Trier, 21. August 2026. Der anhaltende Wassermangel der Mosel schränkt den Betrieb des grenznahen Atomkraftwerks Cattenom drastisch ein. Seit der Nacht zum 1. August steht Block 1 der französischen Anlage still. Da zwei weitere Blöcke derzeit wegen Wartungsarbeiten abgeschaltet sind, läuft aktuell nur noch ein einziger der vier Reaktoren. Die vorsorgliche Abschaltung von Block 1 zeigt das Ausmaß des Engpasses: Selbst für den verbliebenen Teilbetrieb reichte das Wasser der Mosel nicht mehr aus, um die Umweltvorgaben für die Einleitung von Abwärme einzuhalten.

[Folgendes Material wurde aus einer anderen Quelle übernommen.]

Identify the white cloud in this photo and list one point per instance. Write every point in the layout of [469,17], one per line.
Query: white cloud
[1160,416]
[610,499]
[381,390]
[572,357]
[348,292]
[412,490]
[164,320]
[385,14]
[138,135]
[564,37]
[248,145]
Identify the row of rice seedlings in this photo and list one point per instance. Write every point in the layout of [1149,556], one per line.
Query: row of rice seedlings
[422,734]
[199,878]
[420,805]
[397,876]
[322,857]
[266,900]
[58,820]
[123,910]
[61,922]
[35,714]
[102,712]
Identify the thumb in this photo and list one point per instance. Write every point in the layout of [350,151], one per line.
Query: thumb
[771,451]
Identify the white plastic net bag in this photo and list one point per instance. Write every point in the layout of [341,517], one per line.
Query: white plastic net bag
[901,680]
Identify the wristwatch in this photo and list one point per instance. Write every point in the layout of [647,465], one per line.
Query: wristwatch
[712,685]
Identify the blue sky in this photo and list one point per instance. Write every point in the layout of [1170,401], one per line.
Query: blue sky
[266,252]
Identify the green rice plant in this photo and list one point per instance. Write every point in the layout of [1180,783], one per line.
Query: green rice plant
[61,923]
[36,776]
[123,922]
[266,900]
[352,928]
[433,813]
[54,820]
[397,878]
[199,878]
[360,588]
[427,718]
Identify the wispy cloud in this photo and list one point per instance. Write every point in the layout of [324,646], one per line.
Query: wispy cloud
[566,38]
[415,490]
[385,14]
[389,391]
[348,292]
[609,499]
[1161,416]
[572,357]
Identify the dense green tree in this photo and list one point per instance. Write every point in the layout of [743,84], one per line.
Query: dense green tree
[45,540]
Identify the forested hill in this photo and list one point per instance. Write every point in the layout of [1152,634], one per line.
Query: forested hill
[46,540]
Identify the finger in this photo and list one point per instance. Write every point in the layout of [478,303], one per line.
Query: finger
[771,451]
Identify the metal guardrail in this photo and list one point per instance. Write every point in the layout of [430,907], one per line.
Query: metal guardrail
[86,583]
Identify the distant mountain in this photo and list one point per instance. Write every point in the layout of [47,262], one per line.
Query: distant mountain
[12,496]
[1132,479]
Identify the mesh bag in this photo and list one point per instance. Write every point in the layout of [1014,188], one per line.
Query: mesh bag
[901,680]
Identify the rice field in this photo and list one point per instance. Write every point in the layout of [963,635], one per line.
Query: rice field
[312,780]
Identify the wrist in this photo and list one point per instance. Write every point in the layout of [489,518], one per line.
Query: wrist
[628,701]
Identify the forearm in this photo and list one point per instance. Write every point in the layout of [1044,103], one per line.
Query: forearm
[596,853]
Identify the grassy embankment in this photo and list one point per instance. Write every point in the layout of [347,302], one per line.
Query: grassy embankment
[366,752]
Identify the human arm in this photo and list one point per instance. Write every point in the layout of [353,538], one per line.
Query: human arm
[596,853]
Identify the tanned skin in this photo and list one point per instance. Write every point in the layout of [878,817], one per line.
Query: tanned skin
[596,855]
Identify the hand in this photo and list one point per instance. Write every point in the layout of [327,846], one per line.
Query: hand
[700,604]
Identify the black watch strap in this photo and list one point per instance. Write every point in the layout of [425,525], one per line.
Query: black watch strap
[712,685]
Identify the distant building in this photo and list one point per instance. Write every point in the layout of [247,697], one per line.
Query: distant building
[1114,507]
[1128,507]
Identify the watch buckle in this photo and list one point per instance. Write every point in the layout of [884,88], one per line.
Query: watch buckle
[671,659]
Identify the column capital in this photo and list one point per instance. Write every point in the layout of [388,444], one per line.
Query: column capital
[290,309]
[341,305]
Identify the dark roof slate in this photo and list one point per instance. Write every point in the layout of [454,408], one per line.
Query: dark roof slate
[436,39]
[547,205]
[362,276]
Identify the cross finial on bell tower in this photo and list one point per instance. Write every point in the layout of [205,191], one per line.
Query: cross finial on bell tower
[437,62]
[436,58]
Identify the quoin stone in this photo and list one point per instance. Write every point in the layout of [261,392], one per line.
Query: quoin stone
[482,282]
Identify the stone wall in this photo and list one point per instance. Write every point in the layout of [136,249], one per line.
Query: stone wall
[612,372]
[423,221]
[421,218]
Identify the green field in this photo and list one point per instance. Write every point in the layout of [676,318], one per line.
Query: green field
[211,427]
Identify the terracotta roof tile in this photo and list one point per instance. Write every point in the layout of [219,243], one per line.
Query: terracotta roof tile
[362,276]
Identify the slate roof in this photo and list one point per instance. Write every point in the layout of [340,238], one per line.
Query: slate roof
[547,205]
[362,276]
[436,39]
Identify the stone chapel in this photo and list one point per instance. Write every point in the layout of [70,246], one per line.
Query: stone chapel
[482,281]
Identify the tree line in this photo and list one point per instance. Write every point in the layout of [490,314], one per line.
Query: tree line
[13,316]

Bereits Ende Juli sperrte der Betreiber EDF den Zugang zum Mirgenbach-Stausee für die Öffentlichkeit, um die dortigen Wasservorräte vorrangig für das Kraftwerk zu sichern. An der Messstelle Palzem wurden zuvor hohe Wassertemperaturen und zeitweise bedenkliche Sauerstoffwerte in der Mosel registriert. Die Abschaltung war keine technische Panne, sondern markiert eine harte ökologische Grenze: Die Mosel ist kein beliebig nutzbares Kühlwasserreservoir, sondern gemeinsame Lebensgrundlage für Menschen in Frankreich, Luxemburg und Deutschland.

„Atomenergie ist angesichts der Hitze und der Klimakrise ein unsinniger Irrweg. Die fehlende Kühlung des Reaktors bei Hitzeperioden und aufgrund von Wassermangel in der Mosel zwingt die Atomindustrie immer öfter zum Abschalten der Pannenreaktoren von Cattenom. Neben der täglichen Unfall- und Angriffsgefahr sowie der ungelösten Endlagerproblemtik ist die fehlende Klimaresistenz der Atomenergie ein weiteres Argument gegen die Hochrisikotechnologie. Cattenom gehört dringend stillgelegt, eine Laufzeitverlängerung ist brandgefährlich und gefährdet die Versorgungssicherheit!“, so Markus Pflüger von der Kampagne „Stop-Cattenom!“.

Trotz dieser Verwundbarkeit bei Hitze und Trockenheit halten die Diskussionen über Laufzeitverlängerungen für die bald 40 Jahre alten Reaktoren an. In Frankreich wird Cattenom sogar als Standort für neue EPR2-Reaktoren ins Gespräch gebracht. Das Antiatomnetz Trier hält dies für eine gefährliche Realitätsverweigerung. Die fortschreitende Klimaerhitzung setzt thermischen Großkraftwerken an Binnenflüssen physikalische Grenzen, wie auch Leistungsdrosselungen und Stillstände an anderen Flussstandorten in diesem Sommer belegen.

Die Initiative fordert die endgültige Stilllegung der Altmeiler. Eine krisenfeste Energieversorgung erfordert den beschleunigten Ausbau von Wind- und Solarenergie, den gezielten Zubau von Energiespeichern, eine konsequente Steigerung der Energieeffizienz sowie die Modernisierung der Netze.

Um diesen Forderungen Nachdruck zu verleihen, ruft das Antiatomnetz Trier zur Unterstützung der Kampagne „STOPP CATTENOM“ auf. Vor dem Herbst soll die Marke von 10.000 Unterschriften erreicht werden, wofür aktuell nur noch wenige Hundert Stimmen fehlen. Die Petition kann online unter stop-cattenom.de gezeichnet werden.